Los temores geopolíticos disminuyen, lo que provoca un ascenso del 5% del Bitcoin
El precio de Bitcoin subió bruscamente el 23 de marzo, pasando de 68.500 dólares a un máximo de 71.801 dólares en menos de una hora a medida que disminuían las tensiones geopolíticas. El catalizador fue un anuncio repentino del presidente de EE. UU. Trump que indicaba que los ataques militares planeados contra Irán se pospondrían durante cinco días. Esta desescalada revirtió la ansiedad del mercado que había impulsado a Bitcoin de 76.000 dólares a menos de 69.000 dólares en los cinco días anteriores.
El repunte de alivio del mercado se extendió más allá de las criptomonedas. Los precios del petróleo crudo WTI cayeron un 11% y el Brent un 8%, lo que provocó más de 62 millones de dólares en liquidaciones de contratos de futuros tokenizados.
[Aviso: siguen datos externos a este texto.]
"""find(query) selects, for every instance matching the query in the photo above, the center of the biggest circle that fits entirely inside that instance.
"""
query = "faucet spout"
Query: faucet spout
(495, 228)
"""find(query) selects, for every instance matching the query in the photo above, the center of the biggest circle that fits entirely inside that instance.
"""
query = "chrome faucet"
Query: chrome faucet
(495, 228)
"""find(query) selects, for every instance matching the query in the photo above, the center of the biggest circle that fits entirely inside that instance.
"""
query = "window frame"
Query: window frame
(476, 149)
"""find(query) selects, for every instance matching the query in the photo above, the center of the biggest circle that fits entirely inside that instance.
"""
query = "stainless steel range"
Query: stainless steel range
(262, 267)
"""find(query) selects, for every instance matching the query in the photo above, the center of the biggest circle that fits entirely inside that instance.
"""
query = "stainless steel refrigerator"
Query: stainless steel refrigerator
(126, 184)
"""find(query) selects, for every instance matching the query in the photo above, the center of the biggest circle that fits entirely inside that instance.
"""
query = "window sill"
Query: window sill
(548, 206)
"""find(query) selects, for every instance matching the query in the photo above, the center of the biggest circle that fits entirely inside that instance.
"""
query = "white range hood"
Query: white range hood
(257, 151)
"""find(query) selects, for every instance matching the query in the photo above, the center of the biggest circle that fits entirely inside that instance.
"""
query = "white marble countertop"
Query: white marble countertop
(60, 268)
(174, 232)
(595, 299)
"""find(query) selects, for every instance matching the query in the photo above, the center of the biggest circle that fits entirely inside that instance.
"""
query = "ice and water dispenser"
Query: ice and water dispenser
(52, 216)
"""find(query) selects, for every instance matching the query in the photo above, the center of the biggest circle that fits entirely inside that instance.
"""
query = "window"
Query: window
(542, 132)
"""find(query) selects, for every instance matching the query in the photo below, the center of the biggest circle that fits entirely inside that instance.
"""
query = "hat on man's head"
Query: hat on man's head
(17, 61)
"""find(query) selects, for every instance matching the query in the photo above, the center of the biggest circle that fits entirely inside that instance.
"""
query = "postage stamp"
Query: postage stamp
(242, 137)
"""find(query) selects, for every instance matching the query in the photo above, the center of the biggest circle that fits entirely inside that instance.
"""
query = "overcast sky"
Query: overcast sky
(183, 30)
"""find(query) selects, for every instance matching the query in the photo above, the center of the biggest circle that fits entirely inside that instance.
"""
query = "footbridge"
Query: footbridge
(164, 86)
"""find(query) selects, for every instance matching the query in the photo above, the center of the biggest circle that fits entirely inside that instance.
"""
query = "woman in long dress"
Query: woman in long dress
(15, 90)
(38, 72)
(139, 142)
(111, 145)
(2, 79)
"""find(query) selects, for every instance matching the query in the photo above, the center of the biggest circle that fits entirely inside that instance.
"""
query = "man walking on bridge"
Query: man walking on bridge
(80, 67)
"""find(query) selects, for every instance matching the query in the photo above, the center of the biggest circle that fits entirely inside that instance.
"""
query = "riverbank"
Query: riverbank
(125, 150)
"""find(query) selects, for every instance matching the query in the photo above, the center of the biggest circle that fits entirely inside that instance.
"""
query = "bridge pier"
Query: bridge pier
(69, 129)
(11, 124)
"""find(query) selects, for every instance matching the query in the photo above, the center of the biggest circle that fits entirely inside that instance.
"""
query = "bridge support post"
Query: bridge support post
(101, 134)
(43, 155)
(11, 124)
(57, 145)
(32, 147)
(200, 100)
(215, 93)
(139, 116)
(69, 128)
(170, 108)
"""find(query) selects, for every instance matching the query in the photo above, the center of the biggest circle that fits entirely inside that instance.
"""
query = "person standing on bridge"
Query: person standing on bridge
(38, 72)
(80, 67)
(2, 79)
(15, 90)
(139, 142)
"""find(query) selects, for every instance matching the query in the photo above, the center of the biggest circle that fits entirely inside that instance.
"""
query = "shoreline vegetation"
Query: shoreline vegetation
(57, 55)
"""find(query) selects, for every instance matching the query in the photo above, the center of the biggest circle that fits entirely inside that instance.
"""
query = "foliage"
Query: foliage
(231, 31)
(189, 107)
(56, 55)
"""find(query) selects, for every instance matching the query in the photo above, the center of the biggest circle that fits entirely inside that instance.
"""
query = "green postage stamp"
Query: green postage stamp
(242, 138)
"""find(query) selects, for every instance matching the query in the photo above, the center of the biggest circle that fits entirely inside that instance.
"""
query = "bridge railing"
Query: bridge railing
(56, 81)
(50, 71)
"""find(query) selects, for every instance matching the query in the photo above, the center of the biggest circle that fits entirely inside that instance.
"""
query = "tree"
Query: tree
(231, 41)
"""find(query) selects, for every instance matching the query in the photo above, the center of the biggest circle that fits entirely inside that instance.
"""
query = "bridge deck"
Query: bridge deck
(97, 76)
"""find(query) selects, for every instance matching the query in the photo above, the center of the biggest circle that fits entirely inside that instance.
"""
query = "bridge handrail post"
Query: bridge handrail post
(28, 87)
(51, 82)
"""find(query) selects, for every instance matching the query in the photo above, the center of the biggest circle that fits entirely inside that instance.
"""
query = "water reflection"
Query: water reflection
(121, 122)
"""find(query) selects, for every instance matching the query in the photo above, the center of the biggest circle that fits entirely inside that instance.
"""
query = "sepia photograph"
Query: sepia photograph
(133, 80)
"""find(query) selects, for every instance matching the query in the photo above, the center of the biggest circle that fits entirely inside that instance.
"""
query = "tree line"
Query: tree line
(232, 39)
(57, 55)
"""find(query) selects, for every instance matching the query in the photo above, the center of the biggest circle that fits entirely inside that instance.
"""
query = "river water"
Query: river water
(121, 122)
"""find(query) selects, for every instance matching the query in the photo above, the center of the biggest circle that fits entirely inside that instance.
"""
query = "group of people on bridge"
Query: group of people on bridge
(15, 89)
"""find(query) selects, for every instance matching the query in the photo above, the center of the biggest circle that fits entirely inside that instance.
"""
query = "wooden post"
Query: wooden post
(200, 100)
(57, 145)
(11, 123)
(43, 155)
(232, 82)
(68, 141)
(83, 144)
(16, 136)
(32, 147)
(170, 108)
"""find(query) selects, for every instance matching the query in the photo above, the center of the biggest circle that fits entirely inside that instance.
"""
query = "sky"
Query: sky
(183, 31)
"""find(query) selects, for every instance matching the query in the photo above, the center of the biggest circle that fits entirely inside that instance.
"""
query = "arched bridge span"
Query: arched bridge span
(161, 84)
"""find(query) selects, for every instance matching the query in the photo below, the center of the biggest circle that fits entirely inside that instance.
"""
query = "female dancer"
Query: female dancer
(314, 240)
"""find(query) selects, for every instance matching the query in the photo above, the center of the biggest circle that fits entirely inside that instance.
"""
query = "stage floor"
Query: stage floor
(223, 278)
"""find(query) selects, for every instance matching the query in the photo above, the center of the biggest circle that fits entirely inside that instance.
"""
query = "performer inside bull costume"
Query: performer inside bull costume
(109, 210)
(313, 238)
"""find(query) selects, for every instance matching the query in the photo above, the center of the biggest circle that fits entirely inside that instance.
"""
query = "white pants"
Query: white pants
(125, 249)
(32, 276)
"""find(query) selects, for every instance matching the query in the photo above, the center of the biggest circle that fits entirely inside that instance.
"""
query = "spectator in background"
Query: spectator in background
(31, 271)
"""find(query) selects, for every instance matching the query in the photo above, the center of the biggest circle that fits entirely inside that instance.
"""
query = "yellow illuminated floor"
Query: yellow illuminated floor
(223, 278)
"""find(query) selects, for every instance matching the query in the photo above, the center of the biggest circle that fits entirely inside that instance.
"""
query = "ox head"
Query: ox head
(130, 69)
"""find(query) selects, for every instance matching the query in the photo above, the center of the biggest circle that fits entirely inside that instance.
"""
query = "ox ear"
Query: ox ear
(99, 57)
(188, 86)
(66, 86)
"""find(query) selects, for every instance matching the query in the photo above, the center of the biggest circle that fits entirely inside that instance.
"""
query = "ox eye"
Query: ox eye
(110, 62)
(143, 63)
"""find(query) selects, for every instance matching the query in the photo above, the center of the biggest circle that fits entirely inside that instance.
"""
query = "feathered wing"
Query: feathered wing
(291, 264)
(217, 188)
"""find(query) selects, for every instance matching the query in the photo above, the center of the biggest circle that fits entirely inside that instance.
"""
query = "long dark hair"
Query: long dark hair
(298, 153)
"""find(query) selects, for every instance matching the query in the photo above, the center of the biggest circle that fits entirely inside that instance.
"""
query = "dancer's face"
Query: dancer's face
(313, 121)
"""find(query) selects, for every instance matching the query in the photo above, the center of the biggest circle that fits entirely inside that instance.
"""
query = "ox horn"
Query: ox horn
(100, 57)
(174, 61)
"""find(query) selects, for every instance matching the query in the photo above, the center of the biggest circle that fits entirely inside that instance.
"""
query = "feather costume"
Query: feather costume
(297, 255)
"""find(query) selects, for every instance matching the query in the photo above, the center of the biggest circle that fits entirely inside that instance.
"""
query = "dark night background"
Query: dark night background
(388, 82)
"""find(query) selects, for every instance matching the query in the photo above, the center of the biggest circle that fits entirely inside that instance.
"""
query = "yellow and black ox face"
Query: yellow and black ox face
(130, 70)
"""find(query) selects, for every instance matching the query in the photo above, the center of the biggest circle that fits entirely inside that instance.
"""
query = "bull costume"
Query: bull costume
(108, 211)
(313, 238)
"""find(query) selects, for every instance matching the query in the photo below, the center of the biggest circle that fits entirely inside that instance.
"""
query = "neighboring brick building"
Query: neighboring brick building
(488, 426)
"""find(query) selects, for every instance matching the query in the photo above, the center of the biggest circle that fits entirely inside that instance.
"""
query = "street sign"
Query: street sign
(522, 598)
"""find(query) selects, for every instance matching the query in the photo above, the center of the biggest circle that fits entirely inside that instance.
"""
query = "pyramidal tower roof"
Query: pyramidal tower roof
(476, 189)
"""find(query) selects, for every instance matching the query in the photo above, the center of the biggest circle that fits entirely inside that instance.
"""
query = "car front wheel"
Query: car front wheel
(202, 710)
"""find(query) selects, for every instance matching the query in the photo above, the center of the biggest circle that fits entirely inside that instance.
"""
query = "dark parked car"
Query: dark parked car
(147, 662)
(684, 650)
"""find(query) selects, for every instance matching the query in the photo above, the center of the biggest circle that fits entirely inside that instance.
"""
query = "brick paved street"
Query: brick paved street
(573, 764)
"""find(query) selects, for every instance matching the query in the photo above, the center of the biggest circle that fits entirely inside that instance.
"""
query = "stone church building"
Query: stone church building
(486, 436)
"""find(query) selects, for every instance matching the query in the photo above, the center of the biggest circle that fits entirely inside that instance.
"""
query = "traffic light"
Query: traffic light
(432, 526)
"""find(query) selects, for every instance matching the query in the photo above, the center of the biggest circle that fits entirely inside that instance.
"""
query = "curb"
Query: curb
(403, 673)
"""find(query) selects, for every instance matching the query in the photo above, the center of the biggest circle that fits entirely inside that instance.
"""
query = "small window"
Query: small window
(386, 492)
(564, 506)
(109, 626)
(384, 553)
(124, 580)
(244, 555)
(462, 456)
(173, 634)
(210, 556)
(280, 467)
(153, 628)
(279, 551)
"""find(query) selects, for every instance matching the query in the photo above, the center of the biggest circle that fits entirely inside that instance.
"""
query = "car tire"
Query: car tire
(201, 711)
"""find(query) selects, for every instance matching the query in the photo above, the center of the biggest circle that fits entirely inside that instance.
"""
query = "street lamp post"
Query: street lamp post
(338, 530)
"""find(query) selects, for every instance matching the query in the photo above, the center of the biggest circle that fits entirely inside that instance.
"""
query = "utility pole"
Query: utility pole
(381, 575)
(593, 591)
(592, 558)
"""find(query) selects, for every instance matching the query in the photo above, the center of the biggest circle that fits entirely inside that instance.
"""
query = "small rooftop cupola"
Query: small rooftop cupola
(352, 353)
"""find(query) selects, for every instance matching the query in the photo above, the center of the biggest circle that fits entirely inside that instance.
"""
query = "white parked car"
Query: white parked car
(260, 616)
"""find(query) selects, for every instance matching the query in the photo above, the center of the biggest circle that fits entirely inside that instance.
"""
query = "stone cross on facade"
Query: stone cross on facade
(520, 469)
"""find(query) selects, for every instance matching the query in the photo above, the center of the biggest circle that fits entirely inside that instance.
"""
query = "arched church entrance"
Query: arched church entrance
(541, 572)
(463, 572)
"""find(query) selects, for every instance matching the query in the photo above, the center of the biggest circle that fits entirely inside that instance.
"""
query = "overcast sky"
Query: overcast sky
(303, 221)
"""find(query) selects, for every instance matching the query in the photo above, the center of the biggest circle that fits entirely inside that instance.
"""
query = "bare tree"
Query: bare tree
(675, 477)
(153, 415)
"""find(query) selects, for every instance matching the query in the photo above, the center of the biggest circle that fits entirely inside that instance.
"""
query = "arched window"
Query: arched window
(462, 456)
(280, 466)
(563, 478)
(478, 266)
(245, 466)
El sentimiento de aversión al riesgo también impulsó las acciones relacionadas con las criptomonedas, con el holding corporativo de Bitcoin Strategy (MSTR) ganando más del 3% y la bolsa Coinbase (COIN) subiendo aproximadamente un 2%.
Los técnicos señalan precaución a pesar de la recuperación de los 71.000 dólares
Aunque el rebote proporcionó un alivio a corto plazo, los indicadores técnicos subyacentes sugieren que la recuperación puede ser frágil. La acción actual del precio está formando un patrón de cuña compresiva que ha precedido a importantes caídas del mercado en dos ocasiones anteriores, en octubre de 2025 y enero de 2026. Además, la media móvil exponencial de 50 días continúa cotizando por debajo de la media de 200 días, lo que se interpreta ampliamente como una señal de tendencia bajista persistente.
El escepticismo también es evidente en el mercado de derivados. En el intercambio Deribit, las opciones de venta, que se utilizan para apostar por las caídas de precios, continuaron negociándose con una prima significativa sobre las opciones de compra. Esto sugiere que los traders profesionales mantienen posiciones defensivas, viendo el repunte como una tregua temporal en lugar de un fondo estructural. La incertidumbre se amplificó por un informe contradictorio de la agencia de noticias iraní Fars, que negó que se hubieran producido conversaciones de desescalada, dejando a los inversores sopesar las narrativas contradictorias.